Teamchef Torben Beltz hat nach dem historischen Abstieg der deutschen Tennis-Frauen in die Drittklassigkeit des Billie Jean King Cups eine Krise verneint. Gegenüber web.de News betonte der 49-Jährige: „Von einer Krise würde ich nicht sprechen. ‚Umbruch‘ trifft es deutlich besser. Dafür sehe ich zu viel Potenzial im Nachwuchsbereich.“
Geduld als Schlüssel
Beltz unterstrich die Notwendigkeit von Geduld: „Wir haben viele talentierte Spielerinnen im Alter zwischen 18 und 25 Jahren, die sich gerade entwickeln.“ Als Beispiel nannte er Angelique Kerber, die er einst trainierte: „Bei Angie war es ja auch nicht so, dass der Erfolg sofort da war – sie hat ihren ersten Grand-Slam-Titel erst mit 28 gewonnen.

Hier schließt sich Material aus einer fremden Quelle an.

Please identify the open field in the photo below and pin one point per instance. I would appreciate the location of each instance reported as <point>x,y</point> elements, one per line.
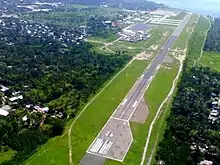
<point>110,38</point>
<point>179,16</point>
<point>197,40</point>
<point>182,40</point>
<point>162,82</point>
<point>211,60</point>
<point>55,151</point>
<point>6,155</point>
<point>159,36</point>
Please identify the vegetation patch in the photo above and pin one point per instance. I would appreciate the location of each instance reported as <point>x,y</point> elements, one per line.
<point>6,155</point>
<point>211,60</point>
<point>190,136</point>
<point>196,41</point>
<point>88,125</point>
<point>179,16</point>
<point>163,83</point>
<point>181,42</point>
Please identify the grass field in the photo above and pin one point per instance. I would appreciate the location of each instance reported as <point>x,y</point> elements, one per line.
<point>162,82</point>
<point>55,151</point>
<point>6,155</point>
<point>211,60</point>
<point>181,42</point>
<point>196,40</point>
<point>179,16</point>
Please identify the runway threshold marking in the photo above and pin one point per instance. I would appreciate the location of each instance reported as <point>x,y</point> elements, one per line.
<point>135,104</point>
<point>123,103</point>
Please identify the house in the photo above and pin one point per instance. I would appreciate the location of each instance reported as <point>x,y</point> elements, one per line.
<point>206,162</point>
<point>16,98</point>
<point>214,115</point>
<point>3,88</point>
<point>3,112</point>
<point>40,109</point>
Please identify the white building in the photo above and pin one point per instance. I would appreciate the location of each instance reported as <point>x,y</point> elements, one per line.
<point>3,112</point>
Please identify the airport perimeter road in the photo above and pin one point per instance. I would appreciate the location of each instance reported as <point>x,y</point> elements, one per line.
<point>115,139</point>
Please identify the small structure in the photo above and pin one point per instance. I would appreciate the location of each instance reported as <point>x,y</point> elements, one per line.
<point>3,88</point>
<point>206,162</point>
<point>3,112</point>
<point>16,98</point>
<point>40,109</point>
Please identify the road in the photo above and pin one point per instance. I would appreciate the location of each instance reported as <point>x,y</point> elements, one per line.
<point>115,138</point>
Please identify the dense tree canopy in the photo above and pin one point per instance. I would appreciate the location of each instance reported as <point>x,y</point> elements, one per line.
<point>190,136</point>
<point>50,67</point>
<point>213,39</point>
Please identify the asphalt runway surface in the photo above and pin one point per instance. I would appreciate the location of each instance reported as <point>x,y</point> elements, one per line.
<point>115,138</point>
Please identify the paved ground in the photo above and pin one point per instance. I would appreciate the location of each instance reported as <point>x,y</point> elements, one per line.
<point>141,113</point>
<point>115,139</point>
<point>90,159</point>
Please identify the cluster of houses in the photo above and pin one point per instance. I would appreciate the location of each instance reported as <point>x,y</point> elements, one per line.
<point>133,36</point>
<point>8,103</point>
<point>215,109</point>
<point>36,30</point>
<point>206,162</point>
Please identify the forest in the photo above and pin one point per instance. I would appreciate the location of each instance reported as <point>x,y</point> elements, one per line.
<point>190,136</point>
<point>213,39</point>
<point>49,69</point>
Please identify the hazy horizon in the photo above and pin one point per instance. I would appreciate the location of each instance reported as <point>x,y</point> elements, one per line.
<point>201,6</point>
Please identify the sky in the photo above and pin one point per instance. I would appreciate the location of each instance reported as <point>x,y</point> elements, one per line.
<point>211,7</point>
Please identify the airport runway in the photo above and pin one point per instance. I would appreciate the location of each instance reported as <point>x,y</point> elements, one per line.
<point>115,139</point>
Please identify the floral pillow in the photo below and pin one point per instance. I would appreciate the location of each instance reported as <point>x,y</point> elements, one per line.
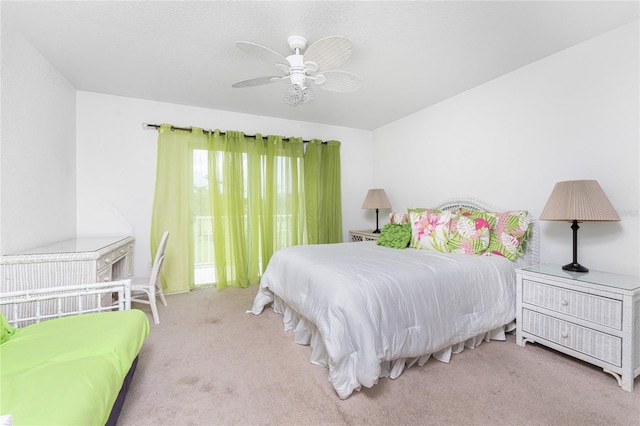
<point>421,210</point>
<point>395,235</point>
<point>471,231</point>
<point>397,217</point>
<point>431,231</point>
<point>509,233</point>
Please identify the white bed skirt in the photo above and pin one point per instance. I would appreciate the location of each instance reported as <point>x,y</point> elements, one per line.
<point>306,333</point>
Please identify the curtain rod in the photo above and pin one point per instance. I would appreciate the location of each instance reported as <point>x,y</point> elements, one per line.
<point>189,129</point>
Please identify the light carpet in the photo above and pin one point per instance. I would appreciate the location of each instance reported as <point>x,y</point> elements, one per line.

Man braucht Zeit in der Entwicklung, und die muss man den Spielerinnen auch geben.“
Turnierlandschaft als Chance
Der Teamchef sieht zudem Potenzial in einer vielfältigeren Turnierlandschaft in Deutschland. Er verwies auf Italien, wo es „viele Turniere, die Spielerinnen regelmäßig bestreiten können“ gebe. Deutschland arbeite daran, mehr Turniere im eigenen Land anzubieten.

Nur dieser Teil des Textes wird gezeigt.